One of the world's leading computer vision competitions, called the ImageNet Challenge, will encourage participants to develop algorithms for 3D objects next year. If ImageNet reaches its ambitious goal, robots could soon see and talk about their surrounding environment with as much clarity as human beings.
As of today, techies who build image-recognition algorithms for the ImageNet database have only worked with 2D objects. Since the competition began in 2010, ImageNet has collected an impressive catalogue of over 14 million 2D images.
Although it was difficult at first, it is now becoming easier for programmers to code 2D algorithms for ImageNet's vast database. Indeed, in the 2015 challenge a Microsoft team was able to create a system of visual recognition that was more accurate than the human eye.

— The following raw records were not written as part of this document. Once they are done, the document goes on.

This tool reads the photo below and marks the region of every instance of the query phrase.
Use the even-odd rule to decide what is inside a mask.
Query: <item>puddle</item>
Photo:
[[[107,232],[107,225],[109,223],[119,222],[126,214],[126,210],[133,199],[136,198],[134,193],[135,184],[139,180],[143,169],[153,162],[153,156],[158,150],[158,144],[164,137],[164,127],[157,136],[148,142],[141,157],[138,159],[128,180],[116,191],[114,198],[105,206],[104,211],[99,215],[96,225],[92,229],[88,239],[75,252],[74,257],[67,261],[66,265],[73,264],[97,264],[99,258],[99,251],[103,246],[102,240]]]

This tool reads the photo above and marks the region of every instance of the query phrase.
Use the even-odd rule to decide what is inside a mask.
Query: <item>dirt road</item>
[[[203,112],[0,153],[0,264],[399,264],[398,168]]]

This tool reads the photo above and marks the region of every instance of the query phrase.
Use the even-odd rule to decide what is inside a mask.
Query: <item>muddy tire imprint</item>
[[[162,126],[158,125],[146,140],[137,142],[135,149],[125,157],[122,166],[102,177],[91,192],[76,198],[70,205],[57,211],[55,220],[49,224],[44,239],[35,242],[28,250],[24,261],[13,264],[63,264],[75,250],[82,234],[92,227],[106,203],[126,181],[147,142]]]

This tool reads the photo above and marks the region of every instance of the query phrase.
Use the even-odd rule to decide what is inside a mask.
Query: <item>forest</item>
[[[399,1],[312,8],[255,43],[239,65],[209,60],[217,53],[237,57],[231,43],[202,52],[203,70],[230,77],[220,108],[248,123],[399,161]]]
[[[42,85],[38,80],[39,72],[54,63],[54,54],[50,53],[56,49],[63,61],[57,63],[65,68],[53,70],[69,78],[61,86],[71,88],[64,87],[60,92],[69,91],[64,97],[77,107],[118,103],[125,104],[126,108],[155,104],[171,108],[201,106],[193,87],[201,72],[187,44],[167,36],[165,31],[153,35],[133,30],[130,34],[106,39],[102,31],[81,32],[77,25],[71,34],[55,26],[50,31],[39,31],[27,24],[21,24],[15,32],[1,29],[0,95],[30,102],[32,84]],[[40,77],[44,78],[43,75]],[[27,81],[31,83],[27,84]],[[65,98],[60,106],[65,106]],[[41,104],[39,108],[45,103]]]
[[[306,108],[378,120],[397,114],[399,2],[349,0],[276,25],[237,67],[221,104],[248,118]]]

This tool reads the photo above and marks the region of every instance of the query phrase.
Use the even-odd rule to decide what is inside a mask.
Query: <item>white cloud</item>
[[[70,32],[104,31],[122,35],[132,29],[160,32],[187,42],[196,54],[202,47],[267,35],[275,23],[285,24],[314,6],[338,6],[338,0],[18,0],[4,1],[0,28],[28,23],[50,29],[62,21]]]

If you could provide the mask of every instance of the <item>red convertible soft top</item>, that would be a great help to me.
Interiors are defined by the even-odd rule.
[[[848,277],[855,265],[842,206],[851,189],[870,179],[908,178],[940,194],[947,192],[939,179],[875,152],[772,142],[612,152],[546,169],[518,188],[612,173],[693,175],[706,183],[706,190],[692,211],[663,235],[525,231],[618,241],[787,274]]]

Thanks to ImageNet's database, companies like Apple and Google have been able to help people search for photos with greater ease. People could now use words like "baby" or "happiness" to find specific pictures in their photo library.
One of the competition's organizers, Alex Berg, said he's thrilled that ImageNet's database is being incorporated into "products that millions of people are using."
Microsoft's 2015 stunning performance got ImageNet employees thinking about how they could help advance even more breakthroughs in the computer vision field. The obvious answer for many of the ImageNet employees was to push for accurate 3D computer imaging.
All of the algorithms in ImageNet's database are currently labeled by hand, which means they have absolutely no sense of depth. All images for the 3D challenge in 2018 would need to take depth into account and will probably first consist of coding 360-degree photos. The first 3D images developers are set to code will have to do with the interior spaces of both homes and offices.
As of today, there's extremely little scientific literature to work with regarding 3D algorithms. Participants will have to almost work from scratch to design algorithms that faithfully represent 3D images.
Although no one expects the 3D algorithms to be perfected at the 2018 competition, many people in the tech field think the time has come to get serious about 3D computer imaging.
Andrew Davison, a professor at Imperial College London, believes there's great potential for this technology, especially for domestic cleaning robots more sophisticated than current iterations of the self-cleaning vacuum. Also, this information could be used to advance the exciting field of virtual reality.
Not only do organizers want robots to see in 3D, they also want them to communicate what they are seeing with clarity. In the future, they hope robots will be able to understand what they see and describe the world around them using syntactically complex sentences.
Berg and other organizers don't expect to make any real progress on this issue for a few years. However, ImageNet wants to get developers around the world thinking about this issue as soon as possible. The specifics of the competition have yet to be finalized, and Berg told reports that he doesn't expect to see robots that can perceive and interpret the 3D world around them for at least for five years.